The Release
Meta’s Llama 4 ships in two main flavors: Scout (109B params, 17B active, 10M context window) and Maverick (400B, 17B active, quality leader). Mixture-of-experts architecture — lower inference cost per call than dense models.
The MoE architecture activates only 17B parameters per token, so per-token compute approximates a 17B dense model while quality approaches frontier dense models 5-10x larger. License remains the Llama Community License with the 700M monthly active user threshold for commercial use — most CRM deployments are well under that ceiling. Available via Bedrock, Vertex AI, Azure AI Foundry, Together, and Groq, with fp8 weights downloadable for self-host. A third sibling, Behemoth (~2T parameters), is in training as a teacher model.
Multimodal
Both Scout and Maverick natively multimodal. Image + text inputs handled. For CRM use cases involving customer-submitted photos (claims, support, product feedback), multimodal capabilities matter.
Native multimodal means image and text share a unified token space, not a bolted-on vision encoder. Resolution caps at 1024x1024 per image with up to 8 images per request. Handles charts, screenshots, and document photos at quality competitive with Gemini 2.5 Pro on the MMMU benchmark. CRM-relevant use cases: insurance claim photo triage, retail return verification, B2B case attachments where the agent needs to see the screenshot before responding.
Context Window
Scout’s 10M context is remarkable. Full account histories, year-long conversation transcripts, complete product catalogs — all fit in one prompt. Opens use cases previously requiring elaborate RAG engineering.
The 10M window enables a class of CRM workflows where retrieval was the bottleneck. Drop a five-year account history (calls, emails, opportunities, support cases) into a single prompt without chunking. Quality on long-context retrieval (needle-in-haystack) holds above 95% across the full window in published benchmarks. Trade-off: latency scales with context, and long-context inference still costs real money — Together AI lists Scout at roughly $0.18/M input tokens for the long-context tier. RAG remains cheaper for most production loads; Scout’s window is the right tool for one-shot deep analysis.
Where It Fits
High-volume agentic workflows where open-source inference is cheaper than proprietary APIs. Long-context tasks (full-history customer support). Multimodal CRM use cases. Self-hosted deployments for regulated data.
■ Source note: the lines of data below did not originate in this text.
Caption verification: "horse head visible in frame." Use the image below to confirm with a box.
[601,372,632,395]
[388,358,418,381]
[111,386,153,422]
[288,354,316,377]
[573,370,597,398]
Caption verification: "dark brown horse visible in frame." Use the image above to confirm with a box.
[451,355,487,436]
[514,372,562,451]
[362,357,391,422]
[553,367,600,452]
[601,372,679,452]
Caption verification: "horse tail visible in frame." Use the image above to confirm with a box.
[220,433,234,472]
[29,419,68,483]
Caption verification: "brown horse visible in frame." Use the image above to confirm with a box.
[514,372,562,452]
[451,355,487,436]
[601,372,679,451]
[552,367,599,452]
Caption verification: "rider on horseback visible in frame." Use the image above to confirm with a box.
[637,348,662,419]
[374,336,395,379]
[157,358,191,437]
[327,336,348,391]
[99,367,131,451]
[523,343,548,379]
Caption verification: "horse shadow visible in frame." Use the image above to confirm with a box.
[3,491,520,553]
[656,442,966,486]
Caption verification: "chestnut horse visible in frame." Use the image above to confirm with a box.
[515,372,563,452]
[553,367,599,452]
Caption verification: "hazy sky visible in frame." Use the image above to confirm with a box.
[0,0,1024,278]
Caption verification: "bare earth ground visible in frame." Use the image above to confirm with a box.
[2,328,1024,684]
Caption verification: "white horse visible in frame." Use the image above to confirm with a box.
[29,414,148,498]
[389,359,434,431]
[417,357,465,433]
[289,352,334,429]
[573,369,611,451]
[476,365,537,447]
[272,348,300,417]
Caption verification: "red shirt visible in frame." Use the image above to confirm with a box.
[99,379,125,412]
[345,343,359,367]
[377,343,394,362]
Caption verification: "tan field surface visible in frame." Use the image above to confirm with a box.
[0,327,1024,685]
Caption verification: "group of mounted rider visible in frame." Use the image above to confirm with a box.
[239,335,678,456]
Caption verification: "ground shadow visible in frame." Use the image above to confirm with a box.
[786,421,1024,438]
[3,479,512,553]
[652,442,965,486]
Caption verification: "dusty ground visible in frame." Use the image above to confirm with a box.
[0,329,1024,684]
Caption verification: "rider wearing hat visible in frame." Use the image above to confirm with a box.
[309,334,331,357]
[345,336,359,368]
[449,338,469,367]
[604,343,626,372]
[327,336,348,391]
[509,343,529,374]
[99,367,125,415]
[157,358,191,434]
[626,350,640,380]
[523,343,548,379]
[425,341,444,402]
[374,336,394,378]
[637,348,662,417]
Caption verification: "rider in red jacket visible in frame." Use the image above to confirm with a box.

Strong fit signals. Token budget exceeding $50K/month where switching to Llama 4 on Together or Groq cuts spend 60-80%. Regulatory or sovereignty constraints requiring on-prem or specific-region inference. Multimodal workflows at scale where Gemini’s price is acceptable but lock-in is not. Weak fit. Reasoning-heavy multi-step agentic workflows where Claude Sonnet 4.5 still outperforms by 8-12 points on tool-use benchmarks. Cases where time-to-market beats inference cost.
Cost Considerations
Self-hosting Maverick requires roughly 8x H100 GPUs at fp8 for production-grade throughput, costing $25-$40K/month on demand or $300-$600K capex. Scout fits on 4x H100s. Hosted inference (Together, Groq, Bedrock) eliminates the hardware lift and prices Scout 1.5-2.5x cheaper per token than Claude Haiku for comparable tasks. Most teams should start hosted and only self-host when token volume justifies $20K+ monthly hardware spend.
What to Do This Week
Run a single high-volume CRM workflow on Scout via Together or Bedrock and compare cost-per-resolution against your incumbent provider over 1,000 requests.